Unit-5 AD23211 PDS Final NOTES
Unit-5 AD23211 PDS Final NOTES
Importing Matplotlib – Simple line plots – Simple scatter plots – visualizing errors – density
and contour plots – Histograms – legends – colors – subplots – text and annotation –
customization – three dimensional plotting - Geographic Data with Basemap– Visualization
with Seaborn.
We’ll now take an in-depth look at the Matplotlib tool for visualization in Python. Matplotlib is a
multiplatform data visualization library built on NumPy arrays, and designed to work with the broader
SciPy stack. It was conceived by John Hunter in 2002, originally as a patch to IPython for enabling
interactive MATLAB-style plotting via gnuplot from the IPython command line. IPython’s creator,
Fernando Perez, was at the time scrambling to finish his PhD, and let John know he wouldn’t have time
to review the patch for several months. John took this as a cue to set out on his own, and the Matplotlib
package was born, with version 0.1 released in 2003. It received an early boost when it was adopted as
the plotting package of choice of the Space Telescope Science Institute (the folks behind the Hubble
Telescope), which financially supported Matplotlib’s development and greatly expanded its
capabilities.
One of Matplotlib’s most important features is its ability to play well with many operating systems
and graphics backends. Matplotlib supports dozens of backends and output types, which means you
can count on it to work regardless of which operating system you are using or which output format you
wish. This cross-platform, everything-to-everyone approach has been one of the great strengths of
Matplotlib. It has led to a large userbase, which in turn has led to an active developer base and Mat-
plotlib’s powerful tools and ubiquity within the scientific Python world.
1. IMPORTING MATPLOTLIB
Before we dive into the details of creating visualizations with Matplotlib, there are a few
useful things you should know about using the package.

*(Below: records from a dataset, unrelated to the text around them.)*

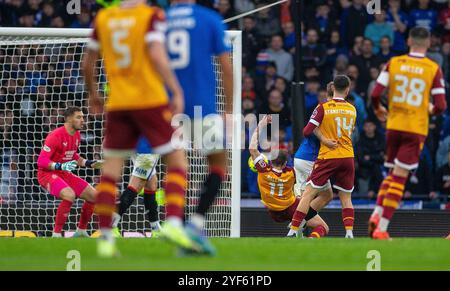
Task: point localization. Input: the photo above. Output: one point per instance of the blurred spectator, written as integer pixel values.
(370, 159)
(314, 54)
(353, 22)
(385, 53)
(378, 29)
(398, 19)
(283, 60)
(250, 45)
(423, 16)
(321, 21)
(420, 181)
(266, 26)
(275, 105)
(442, 178)
(434, 52)
(364, 62)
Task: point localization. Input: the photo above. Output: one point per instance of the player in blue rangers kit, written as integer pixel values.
(143, 177)
(194, 35)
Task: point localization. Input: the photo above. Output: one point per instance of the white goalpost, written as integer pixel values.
(40, 75)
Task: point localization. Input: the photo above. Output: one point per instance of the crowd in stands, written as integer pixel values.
(339, 37)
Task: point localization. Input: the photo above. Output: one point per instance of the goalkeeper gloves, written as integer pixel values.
(68, 166)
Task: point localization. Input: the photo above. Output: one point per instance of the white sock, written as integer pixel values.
(115, 219)
(378, 210)
(292, 232)
(383, 225)
(107, 234)
(155, 225)
(198, 220)
(175, 221)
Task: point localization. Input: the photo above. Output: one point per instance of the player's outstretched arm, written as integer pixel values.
(227, 79)
(254, 152)
(89, 61)
(158, 56)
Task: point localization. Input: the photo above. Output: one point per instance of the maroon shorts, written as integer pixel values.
(285, 215)
(342, 171)
(125, 127)
(403, 149)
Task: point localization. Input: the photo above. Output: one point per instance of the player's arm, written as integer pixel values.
(257, 157)
(93, 164)
(438, 93)
(90, 59)
(45, 157)
(381, 84)
(227, 81)
(155, 39)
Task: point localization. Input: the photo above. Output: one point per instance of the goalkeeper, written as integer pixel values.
(58, 158)
(143, 177)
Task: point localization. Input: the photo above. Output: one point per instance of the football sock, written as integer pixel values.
(126, 199)
(175, 189)
(151, 206)
(392, 200)
(105, 204)
(210, 189)
(348, 218)
(61, 215)
(86, 214)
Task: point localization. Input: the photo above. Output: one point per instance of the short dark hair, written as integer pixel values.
(419, 33)
(281, 158)
(71, 111)
(341, 83)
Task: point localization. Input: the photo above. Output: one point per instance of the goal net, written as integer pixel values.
(40, 75)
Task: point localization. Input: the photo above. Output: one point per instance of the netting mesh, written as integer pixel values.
(40, 77)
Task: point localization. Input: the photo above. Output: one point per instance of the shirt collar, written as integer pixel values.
(417, 55)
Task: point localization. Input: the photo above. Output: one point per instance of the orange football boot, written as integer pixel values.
(373, 223)
(381, 235)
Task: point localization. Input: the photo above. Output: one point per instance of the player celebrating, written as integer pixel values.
(411, 80)
(131, 40)
(195, 34)
(144, 178)
(276, 184)
(304, 160)
(335, 120)
(58, 158)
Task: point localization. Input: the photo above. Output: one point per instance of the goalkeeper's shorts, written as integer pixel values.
(144, 166)
(55, 181)
(303, 169)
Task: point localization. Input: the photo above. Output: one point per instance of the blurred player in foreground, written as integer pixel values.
(143, 178)
(276, 184)
(58, 158)
(131, 39)
(304, 160)
(412, 80)
(335, 121)
(196, 34)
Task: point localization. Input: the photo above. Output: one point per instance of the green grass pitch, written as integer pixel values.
(233, 254)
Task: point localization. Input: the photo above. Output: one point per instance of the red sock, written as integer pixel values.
(383, 190)
(175, 189)
(394, 196)
(318, 231)
(105, 204)
(61, 215)
(348, 217)
(297, 219)
(86, 214)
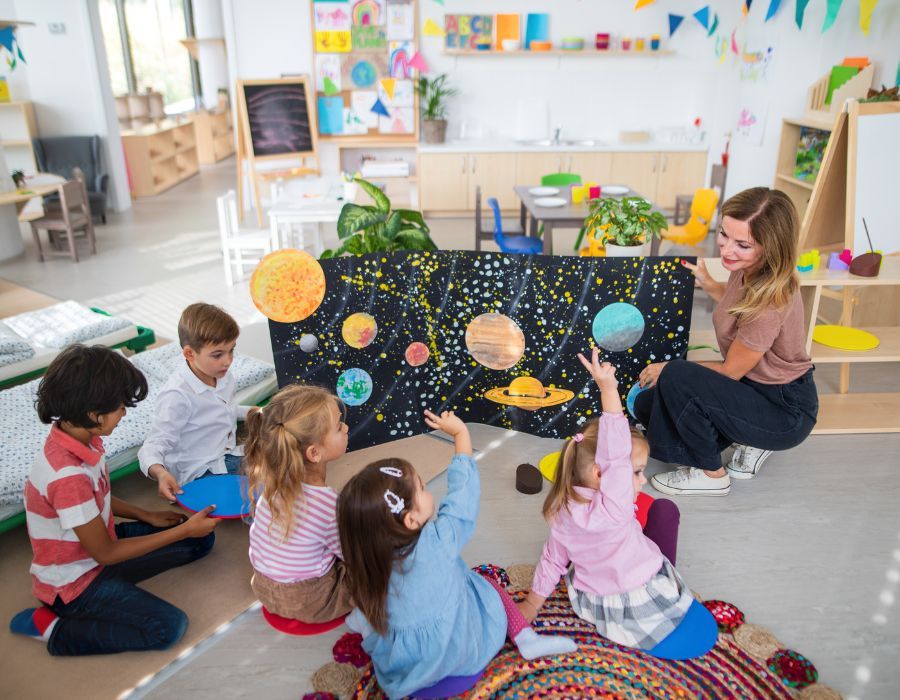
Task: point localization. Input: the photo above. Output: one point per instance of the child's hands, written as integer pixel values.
(447, 421)
(200, 524)
(603, 373)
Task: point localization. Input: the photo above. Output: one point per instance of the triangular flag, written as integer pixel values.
(674, 22)
(328, 86)
(831, 13)
(798, 12)
(418, 62)
(430, 28)
(866, 7)
(379, 108)
(702, 16)
(388, 85)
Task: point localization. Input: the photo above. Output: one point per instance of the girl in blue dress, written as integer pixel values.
(423, 614)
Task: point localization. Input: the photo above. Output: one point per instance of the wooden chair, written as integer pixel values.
(74, 214)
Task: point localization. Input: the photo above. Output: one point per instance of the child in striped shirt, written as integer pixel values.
(298, 568)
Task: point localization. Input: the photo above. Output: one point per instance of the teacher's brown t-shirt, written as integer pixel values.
(777, 333)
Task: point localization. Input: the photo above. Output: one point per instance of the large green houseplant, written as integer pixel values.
(374, 227)
(629, 222)
(433, 94)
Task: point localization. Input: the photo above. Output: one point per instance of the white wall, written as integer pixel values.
(67, 78)
(601, 96)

Visualization with Matplotlib
General Matplotlib Tips
In[1]: import matplotlib as mpl
import matplotlib.pyplot as plt
plt.style directive to choose appropriate aesthetic styles for our figures
In[2]: plt.style.use('classic')
1.1 Plotting from a script
If you are using Matplotlib from within a script, the function plt.show() is your friend.

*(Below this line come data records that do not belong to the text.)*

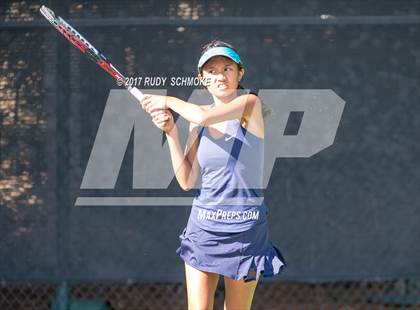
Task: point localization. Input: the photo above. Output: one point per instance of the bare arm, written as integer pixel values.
(185, 164)
(204, 117)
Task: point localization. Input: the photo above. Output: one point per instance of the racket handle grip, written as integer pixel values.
(136, 93)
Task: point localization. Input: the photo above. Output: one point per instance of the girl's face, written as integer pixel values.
(223, 76)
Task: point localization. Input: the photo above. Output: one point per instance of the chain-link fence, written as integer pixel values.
(51, 101)
(399, 294)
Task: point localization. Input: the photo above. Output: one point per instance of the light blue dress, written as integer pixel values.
(227, 230)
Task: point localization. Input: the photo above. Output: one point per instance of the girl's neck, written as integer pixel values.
(224, 100)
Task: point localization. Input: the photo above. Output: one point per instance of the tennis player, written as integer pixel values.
(227, 233)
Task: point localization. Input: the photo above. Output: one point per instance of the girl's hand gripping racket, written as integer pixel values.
(88, 49)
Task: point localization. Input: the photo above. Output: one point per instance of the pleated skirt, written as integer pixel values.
(247, 254)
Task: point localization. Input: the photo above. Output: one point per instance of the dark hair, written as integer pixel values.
(218, 43)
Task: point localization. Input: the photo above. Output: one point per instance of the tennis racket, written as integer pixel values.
(87, 49)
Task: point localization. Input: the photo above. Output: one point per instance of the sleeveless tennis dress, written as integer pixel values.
(227, 230)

plt.show() starts an event loop, looks for all currently active figure objects, and opens one or
more interactive windows that display your figure or figures. So, for example, you may have a
file called myplot.py containing the following:
# file: myplot.py
import matplotlib.pyplot as plt
import numpy as np
plt.plot(x, np.sin(x))
plt.plot(x, np.cos(x))
plt.show()
You can then run this script from the command-line prompt, which will result in a window opening
with your figure displayed:
$ python myplot.py
The plt.show command does a lot under the hood, as it must interact with your system's
interactive graphical backend. The details of this operation can vary greatly from system to
system and even installation to installation, but Matplotlib does its best to hide all these details
from you.
One thing to be aware of: the plt.show command should be used only once per Python
session, and is most often seen at the very end of the script. Multiple show commands can lead
to unpredictable backend-dependent behavior, and should mostly be avoided.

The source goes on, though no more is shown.